Es verdad que no soy una de esas mujeres que llevan soñando con la maternidad desde niñas. Yo, de niña, solo quería ser mayor y libre. Quería tener un trabajo guay con el que ganar mucho dinero y poder comprarme lo que quisiera e ir a donde quisiera. Con los años fui matizando mis objetivos, inclinándome por unos trabajos más que por otros y añadiendo una pareja a la ecuación, ahora sí, ahora no. Según el día.

Luego me hice mayor, empecé a salir con chicos y después de algunas relaciones más o menos serias, me enamoré hasta las trancas y me casé. Lo de casarme no era algo que tuviera en mis planes, pero es que me fui a enamorar de un chico de estos tradicionales. De los que quieren salir un tiempo, ahorrar para la entrada de un piso, comprarlo, casarse y tener hijos. Por ese orden.

A mí lo del matrimonio me daba igual, lo del piso en propiedad no me preocupaba y lo de tener hijos… se fue cociendo a fuego lento. Nunca sabremos qué habría pasado de haberme decidido antes, solo que, para cuando lo intentamos, nuestras células y mi cuerpo no estuvieron por la labor. Al parecer, nuestra única opción era la reproducción asistida. Y eso si la suerte estaba de nuestro lado.

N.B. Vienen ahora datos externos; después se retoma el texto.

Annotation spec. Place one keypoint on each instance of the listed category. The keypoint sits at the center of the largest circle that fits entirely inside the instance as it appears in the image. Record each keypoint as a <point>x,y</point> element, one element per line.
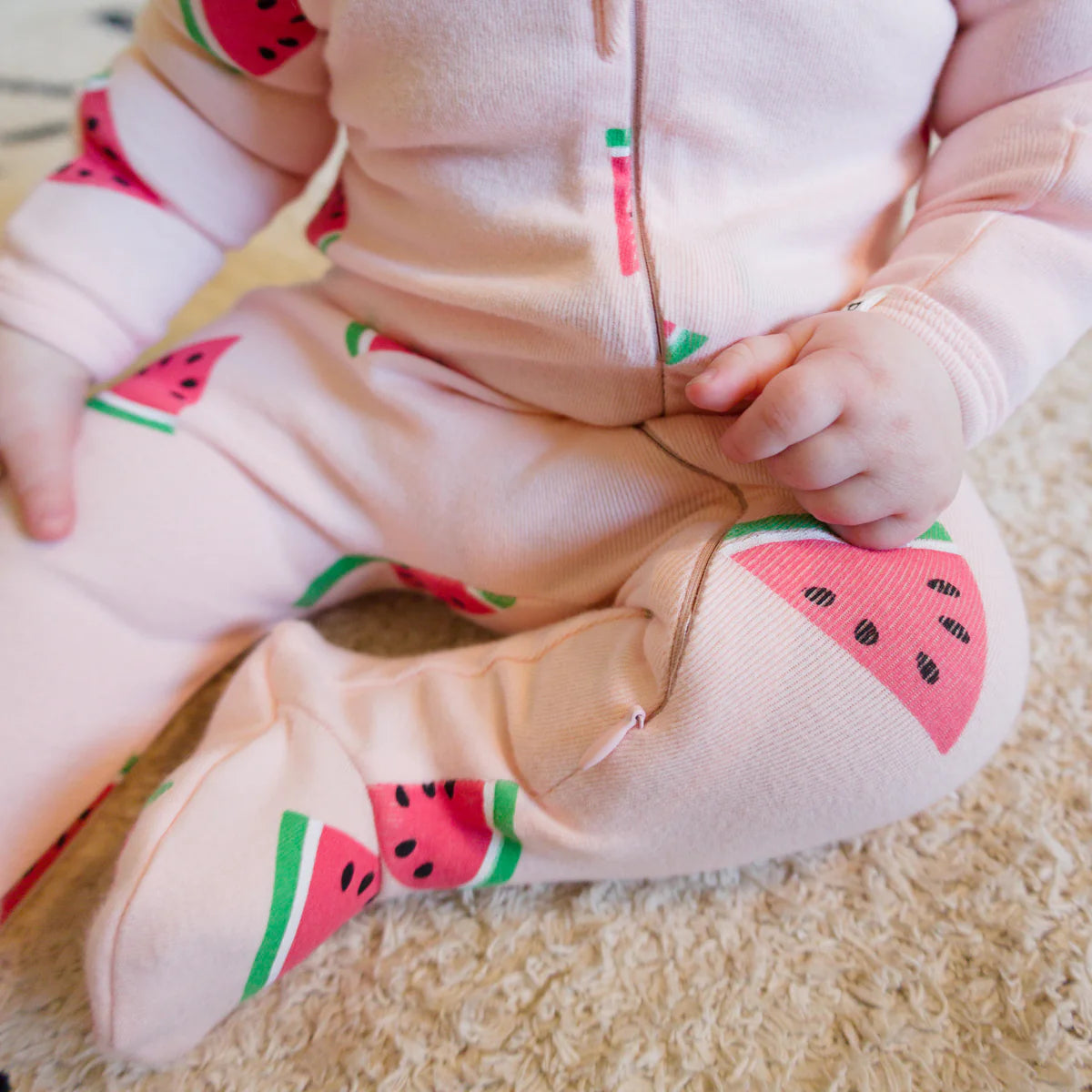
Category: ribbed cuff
<point>42,305</point>
<point>962,353</point>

No obstante, el principal problema no era el dinero ni la suerte, sino que mi marido no estaba dispuesto. Según él, si la naturaleza no nos daba hijos, por algo sería. No quería ni hablar de tratamientos de fertilidad, de adopción o de acogida. Lo tenía tan claro, que no me quedaba otra que aceptarlo o dejarle. No había más. Y, como le quería, lo acepté.

 

Hasta que fue él quien me dejó a mí y a los pocos meses se fue a vivir con una chica más jovencita. Con la que tuvo no uno, sino dos hijos. Cosa que no hizo a propósito, lo sé, pero que me hacía sentir miserable y estúpida a partes iguales. Porque yo había renunciado a mi maternidad por él. Había dejado pasar mis años más fértiles por él y sus convicciones. No me parecía justo.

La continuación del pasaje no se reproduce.